I am not sure about other researchers in the US, but Wessely seemed quite engaged in actively promoting his "all in the mind" view on ME/CFS. Wessely was an activist in the field of ME/CFS, and want to change opinion in the medical profession about this disease. And he had a knack for convincing people of his views.

The following article by Byron Hyde shows how Simon Wessely has an amazing ability to convince other medical professionals that his "all in the mind" view on ME/CFS was correct. It refers to a lecture Wessely gave in Canada (expenses paid for by the disability insurance industry):

Source: the above quote is from Dr Byron Hyde's website www.nightingale.ca in 2011, but it's no longer on the site.

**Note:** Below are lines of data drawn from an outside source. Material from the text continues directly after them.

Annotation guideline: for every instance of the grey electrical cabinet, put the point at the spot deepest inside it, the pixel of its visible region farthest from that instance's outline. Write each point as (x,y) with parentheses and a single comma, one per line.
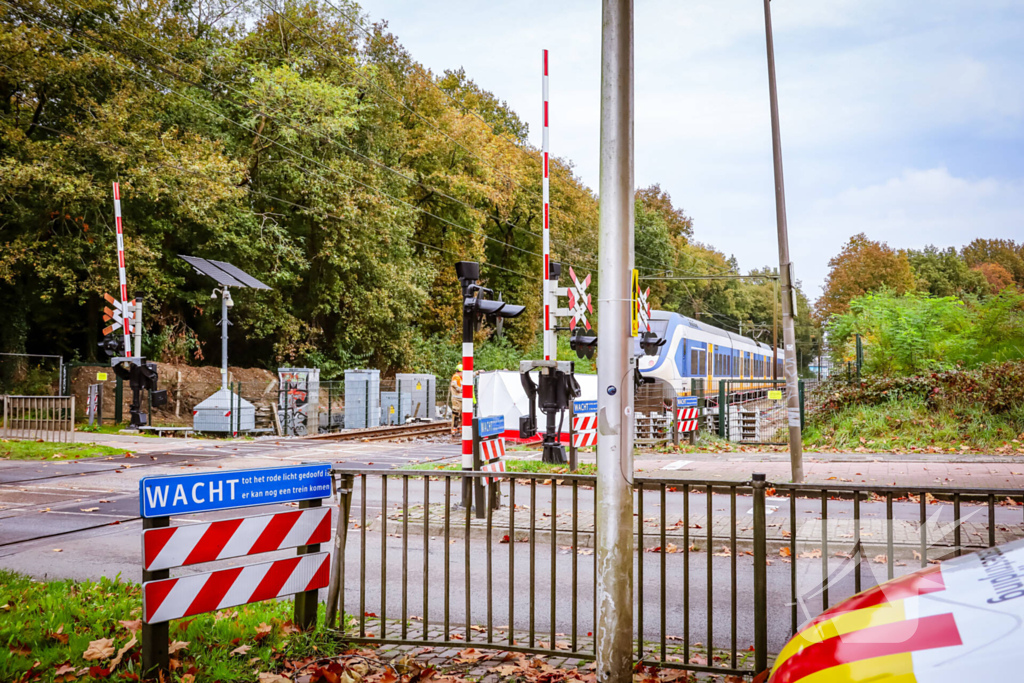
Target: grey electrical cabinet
(422,390)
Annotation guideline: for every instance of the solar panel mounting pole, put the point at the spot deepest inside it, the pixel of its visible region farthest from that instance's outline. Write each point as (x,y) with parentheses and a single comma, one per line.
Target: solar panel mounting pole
(223,336)
(614,371)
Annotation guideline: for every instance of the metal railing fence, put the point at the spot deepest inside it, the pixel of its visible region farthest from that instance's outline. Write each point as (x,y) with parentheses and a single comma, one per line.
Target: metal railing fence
(717,577)
(39,418)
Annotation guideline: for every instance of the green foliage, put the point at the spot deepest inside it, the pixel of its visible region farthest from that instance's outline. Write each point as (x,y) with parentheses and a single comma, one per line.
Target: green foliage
(12,450)
(914,333)
(906,422)
(993,387)
(943,272)
(52,623)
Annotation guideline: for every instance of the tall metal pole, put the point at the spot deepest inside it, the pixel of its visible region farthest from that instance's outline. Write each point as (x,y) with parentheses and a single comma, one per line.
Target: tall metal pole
(614,378)
(785,270)
(774,330)
(223,338)
(550,349)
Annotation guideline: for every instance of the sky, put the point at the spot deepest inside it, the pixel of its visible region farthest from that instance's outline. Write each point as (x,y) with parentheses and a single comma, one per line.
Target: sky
(901,120)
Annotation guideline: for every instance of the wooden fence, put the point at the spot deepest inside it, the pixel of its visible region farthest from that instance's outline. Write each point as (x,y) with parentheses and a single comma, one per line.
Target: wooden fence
(39,418)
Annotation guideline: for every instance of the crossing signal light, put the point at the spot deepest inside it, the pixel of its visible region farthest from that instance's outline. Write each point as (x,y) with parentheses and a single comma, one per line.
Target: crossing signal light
(650,343)
(113,346)
(476,300)
(585,345)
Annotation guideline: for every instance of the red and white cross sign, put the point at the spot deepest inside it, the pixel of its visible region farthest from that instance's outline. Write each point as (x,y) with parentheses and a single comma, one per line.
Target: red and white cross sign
(580,303)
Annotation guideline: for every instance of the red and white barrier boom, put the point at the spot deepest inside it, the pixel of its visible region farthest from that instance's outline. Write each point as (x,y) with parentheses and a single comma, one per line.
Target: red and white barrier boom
(550,347)
(122,280)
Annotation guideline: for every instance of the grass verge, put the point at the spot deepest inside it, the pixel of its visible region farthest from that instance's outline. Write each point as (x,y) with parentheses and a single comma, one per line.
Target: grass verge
(907,425)
(11,450)
(513,465)
(49,629)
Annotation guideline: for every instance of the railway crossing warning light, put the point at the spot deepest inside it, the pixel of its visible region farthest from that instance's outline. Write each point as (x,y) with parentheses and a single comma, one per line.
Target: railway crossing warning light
(650,343)
(584,344)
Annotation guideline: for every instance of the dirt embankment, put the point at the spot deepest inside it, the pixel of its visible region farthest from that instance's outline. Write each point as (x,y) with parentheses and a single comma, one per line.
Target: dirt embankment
(186,386)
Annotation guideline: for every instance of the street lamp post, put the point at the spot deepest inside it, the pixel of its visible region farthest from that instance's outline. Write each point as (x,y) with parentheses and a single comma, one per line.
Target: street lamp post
(785,270)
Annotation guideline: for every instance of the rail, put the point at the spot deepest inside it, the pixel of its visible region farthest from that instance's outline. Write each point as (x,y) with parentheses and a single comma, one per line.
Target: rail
(39,418)
(718,558)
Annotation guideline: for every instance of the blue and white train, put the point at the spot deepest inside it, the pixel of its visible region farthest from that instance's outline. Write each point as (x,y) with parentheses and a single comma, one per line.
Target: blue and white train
(697,350)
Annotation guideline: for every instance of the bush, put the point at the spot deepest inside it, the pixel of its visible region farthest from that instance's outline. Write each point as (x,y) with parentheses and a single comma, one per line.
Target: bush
(996,387)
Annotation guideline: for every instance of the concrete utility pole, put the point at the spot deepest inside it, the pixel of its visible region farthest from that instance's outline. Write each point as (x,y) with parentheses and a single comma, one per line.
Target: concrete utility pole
(785,270)
(614,368)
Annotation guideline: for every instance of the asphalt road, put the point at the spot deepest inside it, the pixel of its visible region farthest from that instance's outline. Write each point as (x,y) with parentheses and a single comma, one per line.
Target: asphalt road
(43,510)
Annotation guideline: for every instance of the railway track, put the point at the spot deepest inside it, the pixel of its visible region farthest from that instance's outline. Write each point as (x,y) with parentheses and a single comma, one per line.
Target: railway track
(388,433)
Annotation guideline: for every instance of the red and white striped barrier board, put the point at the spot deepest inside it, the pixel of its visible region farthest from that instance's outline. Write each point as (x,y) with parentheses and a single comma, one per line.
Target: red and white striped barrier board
(493,447)
(181,546)
(467,406)
(687,419)
(497,465)
(174,598)
(584,430)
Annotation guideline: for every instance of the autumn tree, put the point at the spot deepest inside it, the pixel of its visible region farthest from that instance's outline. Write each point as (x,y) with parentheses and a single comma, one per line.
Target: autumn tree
(863,265)
(1007,253)
(996,276)
(943,272)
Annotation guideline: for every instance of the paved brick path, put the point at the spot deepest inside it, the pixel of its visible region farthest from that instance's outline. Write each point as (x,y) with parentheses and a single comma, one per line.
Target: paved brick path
(1009,474)
(839,531)
(454,656)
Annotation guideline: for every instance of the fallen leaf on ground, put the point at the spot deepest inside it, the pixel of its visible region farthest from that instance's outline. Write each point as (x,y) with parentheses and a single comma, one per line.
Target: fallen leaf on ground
(98,649)
(65,672)
(130,644)
(272,678)
(471,654)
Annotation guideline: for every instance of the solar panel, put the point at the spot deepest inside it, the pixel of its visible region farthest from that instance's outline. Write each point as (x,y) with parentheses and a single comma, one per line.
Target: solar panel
(209,269)
(240,274)
(224,273)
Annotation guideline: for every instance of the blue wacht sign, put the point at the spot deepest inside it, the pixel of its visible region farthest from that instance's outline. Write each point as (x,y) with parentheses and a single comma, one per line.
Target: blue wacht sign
(584,407)
(491,426)
(187,494)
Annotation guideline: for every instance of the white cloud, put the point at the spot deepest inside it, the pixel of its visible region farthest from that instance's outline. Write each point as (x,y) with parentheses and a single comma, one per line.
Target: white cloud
(916,208)
(867,89)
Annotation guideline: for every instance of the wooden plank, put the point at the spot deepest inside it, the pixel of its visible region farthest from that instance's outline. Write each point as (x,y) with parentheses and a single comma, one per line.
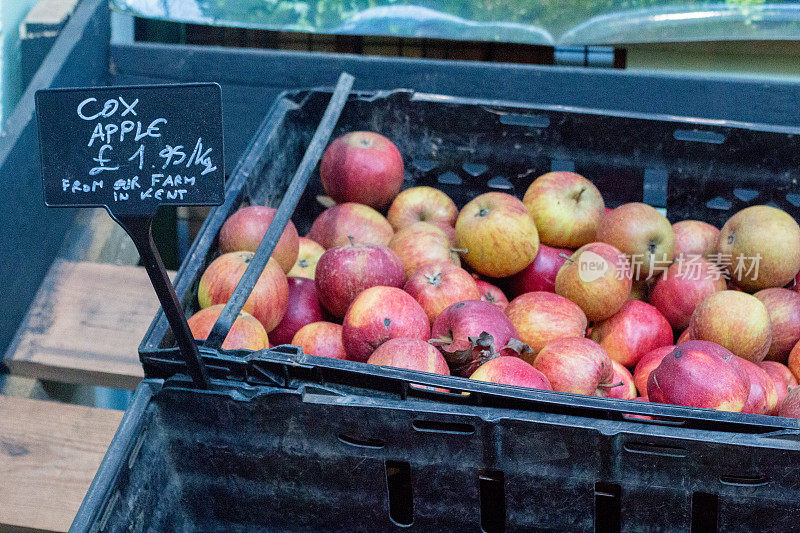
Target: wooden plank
(49,453)
(85,325)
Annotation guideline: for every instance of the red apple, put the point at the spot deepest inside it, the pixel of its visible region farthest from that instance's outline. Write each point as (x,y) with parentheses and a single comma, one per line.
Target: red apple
(268,300)
(498,234)
(323,339)
(245,228)
(647,364)
(699,374)
(643,234)
(379,314)
(303,309)
(782,376)
(735,320)
(636,329)
(247,333)
(492,294)
(694,238)
(761,248)
(422,243)
(597,278)
(509,370)
(783,307)
(307,258)
(541,317)
(623,388)
(763,397)
(363,167)
(469,333)
(413,354)
(440,284)
(541,274)
(340,224)
(422,204)
(791,405)
(576,365)
(566,208)
(344,272)
(683,286)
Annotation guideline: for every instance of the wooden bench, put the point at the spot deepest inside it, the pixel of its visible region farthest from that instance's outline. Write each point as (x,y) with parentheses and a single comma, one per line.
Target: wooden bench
(49,453)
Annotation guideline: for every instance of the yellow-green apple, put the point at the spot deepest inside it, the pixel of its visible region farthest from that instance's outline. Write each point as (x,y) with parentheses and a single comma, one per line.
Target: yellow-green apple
(699,374)
(647,364)
(267,301)
(763,397)
(247,333)
(695,238)
(323,339)
(783,307)
(421,204)
(303,309)
(683,286)
(597,278)
(498,234)
(340,224)
(623,386)
(439,284)
(344,272)
(576,365)
(307,257)
(541,317)
(736,320)
(422,243)
(782,376)
(761,246)
(510,370)
(379,314)
(470,333)
(566,208)
(492,294)
(636,329)
(245,228)
(540,275)
(643,234)
(413,354)
(363,167)
(791,404)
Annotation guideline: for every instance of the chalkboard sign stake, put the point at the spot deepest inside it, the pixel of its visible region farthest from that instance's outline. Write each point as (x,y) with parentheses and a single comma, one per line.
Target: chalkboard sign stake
(138,228)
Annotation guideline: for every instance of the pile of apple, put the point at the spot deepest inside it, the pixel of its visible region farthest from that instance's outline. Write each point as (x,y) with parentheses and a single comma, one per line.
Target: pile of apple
(599,296)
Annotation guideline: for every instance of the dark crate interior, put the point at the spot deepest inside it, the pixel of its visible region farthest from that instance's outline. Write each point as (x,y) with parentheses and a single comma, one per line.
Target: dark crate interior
(696,169)
(324,459)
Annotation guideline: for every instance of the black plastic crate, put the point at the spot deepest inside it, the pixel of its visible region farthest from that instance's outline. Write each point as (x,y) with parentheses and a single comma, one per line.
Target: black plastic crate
(287,441)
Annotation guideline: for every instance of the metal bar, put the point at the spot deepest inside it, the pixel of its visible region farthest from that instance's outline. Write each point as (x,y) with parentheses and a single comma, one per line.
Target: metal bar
(285,210)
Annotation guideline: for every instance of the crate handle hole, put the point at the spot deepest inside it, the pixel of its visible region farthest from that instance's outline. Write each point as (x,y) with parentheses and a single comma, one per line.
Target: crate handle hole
(493,501)
(361,442)
(433,426)
(607,506)
(705,512)
(401,497)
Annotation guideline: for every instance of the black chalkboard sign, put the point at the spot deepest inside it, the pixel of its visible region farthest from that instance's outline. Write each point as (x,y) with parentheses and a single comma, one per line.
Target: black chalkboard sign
(131,149)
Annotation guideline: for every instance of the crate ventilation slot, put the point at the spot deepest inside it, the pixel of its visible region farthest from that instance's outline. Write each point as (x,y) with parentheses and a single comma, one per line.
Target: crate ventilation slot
(705,511)
(361,442)
(449,178)
(474,169)
(532,121)
(500,183)
(701,136)
(453,428)
(745,195)
(401,497)
(493,501)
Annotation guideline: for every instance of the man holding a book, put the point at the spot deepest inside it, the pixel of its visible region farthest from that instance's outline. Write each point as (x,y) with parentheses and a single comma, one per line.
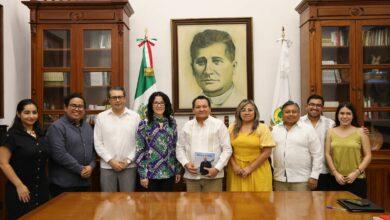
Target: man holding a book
(203,138)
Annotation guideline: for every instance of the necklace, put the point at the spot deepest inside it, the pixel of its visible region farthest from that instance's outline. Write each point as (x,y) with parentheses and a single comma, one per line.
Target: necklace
(31,132)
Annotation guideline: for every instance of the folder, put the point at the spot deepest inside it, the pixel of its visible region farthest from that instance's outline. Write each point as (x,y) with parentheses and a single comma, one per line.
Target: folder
(372,207)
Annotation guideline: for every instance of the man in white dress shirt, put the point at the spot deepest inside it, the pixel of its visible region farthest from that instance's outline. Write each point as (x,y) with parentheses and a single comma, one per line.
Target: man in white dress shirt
(298,156)
(321,124)
(114,136)
(203,136)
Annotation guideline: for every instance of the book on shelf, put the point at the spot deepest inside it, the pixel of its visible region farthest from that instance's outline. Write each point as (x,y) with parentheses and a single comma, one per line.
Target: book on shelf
(53,76)
(376,37)
(329,62)
(54,79)
(98,79)
(335,38)
(331,76)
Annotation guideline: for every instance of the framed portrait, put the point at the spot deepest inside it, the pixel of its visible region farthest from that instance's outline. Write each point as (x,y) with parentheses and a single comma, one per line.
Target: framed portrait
(212,57)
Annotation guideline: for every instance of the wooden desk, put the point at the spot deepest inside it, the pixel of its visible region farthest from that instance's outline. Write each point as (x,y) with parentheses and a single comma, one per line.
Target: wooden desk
(181,205)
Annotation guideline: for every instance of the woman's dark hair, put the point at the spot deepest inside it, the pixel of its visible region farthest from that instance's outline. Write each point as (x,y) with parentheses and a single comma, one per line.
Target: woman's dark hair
(18,124)
(238,119)
(168,107)
(349,106)
(72,96)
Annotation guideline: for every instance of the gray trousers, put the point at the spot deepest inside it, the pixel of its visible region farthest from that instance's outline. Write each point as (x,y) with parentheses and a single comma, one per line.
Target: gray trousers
(109,180)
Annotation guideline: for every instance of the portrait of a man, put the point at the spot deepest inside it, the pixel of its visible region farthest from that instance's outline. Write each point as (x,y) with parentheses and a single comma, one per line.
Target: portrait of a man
(213,64)
(211,58)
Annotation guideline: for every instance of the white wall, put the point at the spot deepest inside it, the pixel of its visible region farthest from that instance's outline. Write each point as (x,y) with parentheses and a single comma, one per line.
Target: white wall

I believe the Wessely School were also aiming to get the ICD classification for ME changed in order to make it into a psychologically-caused condition (fortunately they failed to achieve this).

Whether other researchers were as ambitious and as active as Wessely in promoting the "all in the mind" view on ME/CFS I am not sure.

 

@April, from what I understand, in the UK, at the heart of the GET/CBT for CFS movement, treatment is more definitely streamed into GET and coercive CBT; a more regimented approach.

I don't have words to adequately describe how terrible this must be for pwME in the UK, nor for those of us with ME in other countries who are horrified by this spectacle.

There may be many in Canada who have had to endure this debunked treatment, however, I am not aware of GET/CBT being a universal policy for Canadians with ME.

I think perhaps there could have been more official emphasis on the debunked ME treatments GET and CBT in Canada, given certain things falling into place. Hopefully that time is passed.

What seemed universal here were the concepts of ME as a psychological issue such as emotional burnout, depression, and/or mental illness, and over sensitivity to symptoms and decreased function.

Very much akin to the UK concepts, but without the regimentation of required GET and coercive CBT.

Rest as treatment was an early concept, however, there was, and still is much neglect, disbelief, and shoddy treatment here.

 

You've also got the work of Mansel Aylward @Hip. Very close ties to UNUM and was an advisor to the DWP. I believe UNUM funded the Centre for Psychosomatic Research in Cardiff where Aylward is a director.

Aylward was around before Wessely graduated and possibly influenced him.

Not sure of the timings & haven't the energy to dig through.